Observations of an Ass Sniffer
Hi, hi, hi-ya! Didja just work out? I knew it! I can taste it under your neck. Gimme some of that hot, hard earwax. Yummy, yummy, yummy, I got sweat in my tummy! Can I chew your hair? Legs! Great warm crotch!
I'm Zero. The guy who usually writes this column has been paralyzed by pet allergies, so he asked me to fill in. He just got me. A few weeks ago, he and his kids were at the pet store buying guinea pig food. An adopt-a-pet teenager wheeled me past in a shopping cart and I reeled in Column Guy with the big-brown-eyes thing. He picked me up and I was super soft and calm. Are you gonna eat your fat?
"He's up for adoption," said the teen. I did more of the pleading-big-brown-eyes thing, and Column Guy's boy and girl, who are adopted, did the best pleading-big-brown-eyes thing of their lives. Add it up and what you get is a beautiful Saturday afternoon by the pet store checkout lane and six big brown eyes gazing up at him. He didn't have a chance! He was toast! I can read his mind, and the human part was thinking what a perfectly teachable adoption moment this was, but the animal part was just thinking how soft and cool I was. Man, do I have to itch my butt. Happy!
He put me back in the shopping cart. He said to his kids, "Mom would kill us." He paid for the guinea pig stuff and started for the door. The kids didn't whine--I guess because every time they asked if they could have a dog they knew it meant that Dad would have to live in an oxygen tent. But for some reason, this time the man in the bubble stopped before they got to the door and said, "Let's go back and see that dog." The kids went bonkers! Red bird out the window! Robin! Don't mess with me.
My name used to be Toot. The boy changed it to Zero before my adoption papers were even signed. That's how adoption works. You just wing it. They bought me a harness and some food and a leash and took me home. The guinea pigs are now guinea pigs non grata. Big news! The kids' mother didn't kill anyone. She fell for me at first sight, too. I like to lick my penis and tummy.
I'm almost four months old. What a good puppy! Yes, yes, yes, I am! My mom was a black lab; my dad was an Australian shep. I was part of a litter, but they didn't want me. There are dogs all over this city. Seems like I've met most of them and their owners in the last few weeks, and since this is my column, the issue I want to talk about most is this "chick magnet" thing.
That's what every guy says to Column Guy when we're out for a walk. It's insulting. I am totally a "human magnet." In his travels, Column Guy has met plenty of people, but he's been gobsmacked by the instant connection dog lovers have with each other. Everyone has a story. Everyone has advice.

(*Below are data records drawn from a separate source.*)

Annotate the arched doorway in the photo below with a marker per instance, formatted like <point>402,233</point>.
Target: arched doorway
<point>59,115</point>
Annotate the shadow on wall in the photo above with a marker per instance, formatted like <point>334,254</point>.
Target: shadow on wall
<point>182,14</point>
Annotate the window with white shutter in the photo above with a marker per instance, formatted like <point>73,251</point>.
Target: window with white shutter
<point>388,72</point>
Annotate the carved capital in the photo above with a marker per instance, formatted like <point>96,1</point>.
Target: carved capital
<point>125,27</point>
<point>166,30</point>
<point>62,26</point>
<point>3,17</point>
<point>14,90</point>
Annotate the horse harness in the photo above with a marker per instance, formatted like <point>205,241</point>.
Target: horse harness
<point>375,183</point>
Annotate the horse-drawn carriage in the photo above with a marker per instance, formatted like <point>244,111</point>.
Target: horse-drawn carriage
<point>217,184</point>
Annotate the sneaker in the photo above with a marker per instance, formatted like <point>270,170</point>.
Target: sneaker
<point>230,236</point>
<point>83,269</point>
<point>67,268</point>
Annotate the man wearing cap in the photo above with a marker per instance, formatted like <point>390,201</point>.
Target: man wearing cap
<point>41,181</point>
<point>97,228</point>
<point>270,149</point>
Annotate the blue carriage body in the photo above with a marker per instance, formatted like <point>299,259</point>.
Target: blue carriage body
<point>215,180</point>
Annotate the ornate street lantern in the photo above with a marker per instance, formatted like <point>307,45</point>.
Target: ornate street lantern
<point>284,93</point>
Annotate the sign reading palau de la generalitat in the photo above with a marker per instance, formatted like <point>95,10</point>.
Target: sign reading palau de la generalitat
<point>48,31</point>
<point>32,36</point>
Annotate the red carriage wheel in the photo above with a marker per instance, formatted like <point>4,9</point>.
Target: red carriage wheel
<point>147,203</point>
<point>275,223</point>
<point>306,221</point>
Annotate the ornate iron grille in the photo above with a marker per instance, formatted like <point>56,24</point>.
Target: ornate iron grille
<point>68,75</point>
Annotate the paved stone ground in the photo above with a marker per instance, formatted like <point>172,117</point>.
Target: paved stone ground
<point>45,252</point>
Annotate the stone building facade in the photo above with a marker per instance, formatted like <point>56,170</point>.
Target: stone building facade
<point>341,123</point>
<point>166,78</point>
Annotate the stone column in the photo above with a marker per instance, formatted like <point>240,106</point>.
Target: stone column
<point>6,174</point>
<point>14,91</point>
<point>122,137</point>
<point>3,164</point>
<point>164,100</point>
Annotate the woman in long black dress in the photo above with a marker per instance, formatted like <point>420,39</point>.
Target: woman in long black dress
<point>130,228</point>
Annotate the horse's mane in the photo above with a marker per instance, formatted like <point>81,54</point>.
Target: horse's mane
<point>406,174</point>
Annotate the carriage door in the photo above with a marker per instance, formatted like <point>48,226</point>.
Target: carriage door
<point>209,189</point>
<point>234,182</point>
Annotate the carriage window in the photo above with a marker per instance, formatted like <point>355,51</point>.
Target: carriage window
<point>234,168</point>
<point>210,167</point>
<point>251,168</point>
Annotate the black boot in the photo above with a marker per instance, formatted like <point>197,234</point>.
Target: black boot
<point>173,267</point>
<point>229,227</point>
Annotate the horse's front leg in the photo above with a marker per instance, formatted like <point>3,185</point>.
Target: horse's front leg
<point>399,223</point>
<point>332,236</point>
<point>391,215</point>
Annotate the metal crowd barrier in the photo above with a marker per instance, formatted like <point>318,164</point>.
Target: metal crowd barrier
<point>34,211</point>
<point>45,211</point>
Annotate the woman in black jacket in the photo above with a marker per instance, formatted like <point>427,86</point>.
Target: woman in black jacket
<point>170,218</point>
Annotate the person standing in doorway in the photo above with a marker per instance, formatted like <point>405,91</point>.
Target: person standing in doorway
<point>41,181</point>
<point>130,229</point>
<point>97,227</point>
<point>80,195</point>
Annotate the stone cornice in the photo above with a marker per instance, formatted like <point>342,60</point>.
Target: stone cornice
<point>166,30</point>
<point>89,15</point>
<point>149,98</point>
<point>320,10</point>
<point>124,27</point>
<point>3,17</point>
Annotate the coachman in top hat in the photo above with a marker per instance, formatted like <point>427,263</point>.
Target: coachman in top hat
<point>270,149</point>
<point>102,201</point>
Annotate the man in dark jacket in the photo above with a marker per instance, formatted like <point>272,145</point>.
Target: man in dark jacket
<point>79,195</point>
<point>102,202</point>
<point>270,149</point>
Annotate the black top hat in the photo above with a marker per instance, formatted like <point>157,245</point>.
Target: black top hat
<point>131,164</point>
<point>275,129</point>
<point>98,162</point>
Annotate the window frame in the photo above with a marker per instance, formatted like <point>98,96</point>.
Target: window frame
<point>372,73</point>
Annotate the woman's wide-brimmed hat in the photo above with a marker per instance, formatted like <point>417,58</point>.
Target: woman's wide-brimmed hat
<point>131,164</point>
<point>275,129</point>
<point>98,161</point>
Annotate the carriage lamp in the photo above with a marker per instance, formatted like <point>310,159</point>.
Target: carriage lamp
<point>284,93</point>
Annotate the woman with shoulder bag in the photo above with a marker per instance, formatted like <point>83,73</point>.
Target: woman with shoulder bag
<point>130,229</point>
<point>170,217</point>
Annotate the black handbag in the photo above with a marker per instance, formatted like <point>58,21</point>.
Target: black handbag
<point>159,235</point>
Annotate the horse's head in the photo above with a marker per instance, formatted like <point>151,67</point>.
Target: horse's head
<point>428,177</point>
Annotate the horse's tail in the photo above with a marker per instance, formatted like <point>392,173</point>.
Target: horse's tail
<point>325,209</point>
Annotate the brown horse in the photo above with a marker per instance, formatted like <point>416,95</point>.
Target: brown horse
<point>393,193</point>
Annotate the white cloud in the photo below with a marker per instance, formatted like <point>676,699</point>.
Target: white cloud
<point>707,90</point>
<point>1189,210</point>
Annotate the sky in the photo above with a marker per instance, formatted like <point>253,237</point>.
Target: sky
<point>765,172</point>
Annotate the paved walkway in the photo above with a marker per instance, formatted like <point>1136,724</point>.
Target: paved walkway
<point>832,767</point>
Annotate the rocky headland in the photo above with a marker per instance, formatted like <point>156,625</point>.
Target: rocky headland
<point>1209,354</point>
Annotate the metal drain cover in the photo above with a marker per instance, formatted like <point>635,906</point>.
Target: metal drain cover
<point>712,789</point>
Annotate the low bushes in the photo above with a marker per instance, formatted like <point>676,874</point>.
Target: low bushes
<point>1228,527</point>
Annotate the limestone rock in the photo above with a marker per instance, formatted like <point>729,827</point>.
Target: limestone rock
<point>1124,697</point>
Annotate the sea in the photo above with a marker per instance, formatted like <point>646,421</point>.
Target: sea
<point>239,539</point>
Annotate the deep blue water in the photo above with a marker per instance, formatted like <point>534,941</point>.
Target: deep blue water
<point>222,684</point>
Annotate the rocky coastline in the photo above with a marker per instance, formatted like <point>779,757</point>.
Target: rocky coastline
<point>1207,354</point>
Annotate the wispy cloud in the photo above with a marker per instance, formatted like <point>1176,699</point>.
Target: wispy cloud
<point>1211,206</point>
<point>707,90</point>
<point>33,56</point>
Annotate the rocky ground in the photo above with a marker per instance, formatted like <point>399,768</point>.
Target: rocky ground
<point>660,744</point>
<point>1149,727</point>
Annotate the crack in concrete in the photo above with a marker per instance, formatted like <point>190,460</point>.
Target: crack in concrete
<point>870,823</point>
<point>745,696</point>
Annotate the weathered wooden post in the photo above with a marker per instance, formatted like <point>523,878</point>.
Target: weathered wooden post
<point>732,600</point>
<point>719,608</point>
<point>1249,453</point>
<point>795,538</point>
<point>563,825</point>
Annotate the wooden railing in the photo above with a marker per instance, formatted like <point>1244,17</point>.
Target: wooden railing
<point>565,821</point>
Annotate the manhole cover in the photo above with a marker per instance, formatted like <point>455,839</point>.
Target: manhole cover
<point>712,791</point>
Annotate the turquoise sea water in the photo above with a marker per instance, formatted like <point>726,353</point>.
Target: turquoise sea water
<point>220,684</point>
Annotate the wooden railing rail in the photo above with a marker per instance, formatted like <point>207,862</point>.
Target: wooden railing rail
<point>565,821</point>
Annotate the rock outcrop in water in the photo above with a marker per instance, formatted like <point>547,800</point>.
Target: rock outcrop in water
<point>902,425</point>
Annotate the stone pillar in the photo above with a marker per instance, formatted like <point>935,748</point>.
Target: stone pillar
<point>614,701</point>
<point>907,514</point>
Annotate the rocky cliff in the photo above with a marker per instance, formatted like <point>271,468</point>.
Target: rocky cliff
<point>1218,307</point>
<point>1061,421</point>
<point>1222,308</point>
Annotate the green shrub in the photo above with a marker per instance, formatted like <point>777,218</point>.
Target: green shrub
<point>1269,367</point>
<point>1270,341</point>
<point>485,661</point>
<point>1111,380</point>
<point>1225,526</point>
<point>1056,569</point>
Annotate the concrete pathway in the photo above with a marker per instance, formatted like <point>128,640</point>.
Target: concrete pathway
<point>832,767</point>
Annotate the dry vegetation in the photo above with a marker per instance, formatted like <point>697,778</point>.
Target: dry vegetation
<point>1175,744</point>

I am proud to say I have chewed through or broken three leashes already.
This psychic lady told him I am his god and that I will take him places he's never been before. Like he didn't know as much after a few days with me. He has already communed with dog people at the art supply store, the record store, the guitar store, the lakes, the dog park. All the young dudes at Best Buy left their work stations to get a taste of me. An ex-Marine by the creek found tears in his eyes. I never listen to the conversations because they're all the same and I'm usually trying to give the other dog a hickey or humping a leg. My tongue is long.
Like I said, I can read his mind. He thinks too much. I help him with that. I make everything slow down. When we walk, I can sometimes tell he's drifting off to a place that has nothing to do with me, so I look up at him--c'mon, man--and remind him that if he's not careful, he'll miss it all. Sometimes we sit on the steps and watch the people and traffic go by. In a couple of months, I'll be big enough to take down one of those city buses that taunt me with their sexy loud engines and sumptuous tires.
The other night we had some music on and it was just me and him and we were watching the sun set and he was getting all thinky-dinky and I could tell he was trying to explain to himself why this was such a perfect moment, making it into something more than it was, so I jumped on him and started chewing the top of his head so it would get through his thick skull that I am not about "being in the moment"; I am the moment.
I like sitting in his lap and driving with the window down. I like wrestling with the kids. I sleep with the boy, in his bed. We laugh about how we pulled off the brown-eyed adoption thing, like we robbed a bank or something. Meanwhile, Column Guy dopes himself up on allergy drugs, just so he can breathe and hang with me. I like curling up at his feet when he writes or reads or watches the ball game. Burglars! Kill! Kill!
My favorite part of the day is when it's just him and me, late at night. He looks at the stars and peeks in windows and wonders about the people inside. I sniff the ground and whiff the midnight mist and pretend he's Sherlock Holmes and I'm the hound of the Baskervilles. We stop and listen whenever we hear wind chimes. He says, "Good boy" to me and I wag my tongue and tail. We don't talk, but sometimes he sings Neko Case's "I Wish I Was the Moon Tonight" and I howl the Stooges' "I Wanna Be Your Dog." Cop car! Nighttime! Quiet!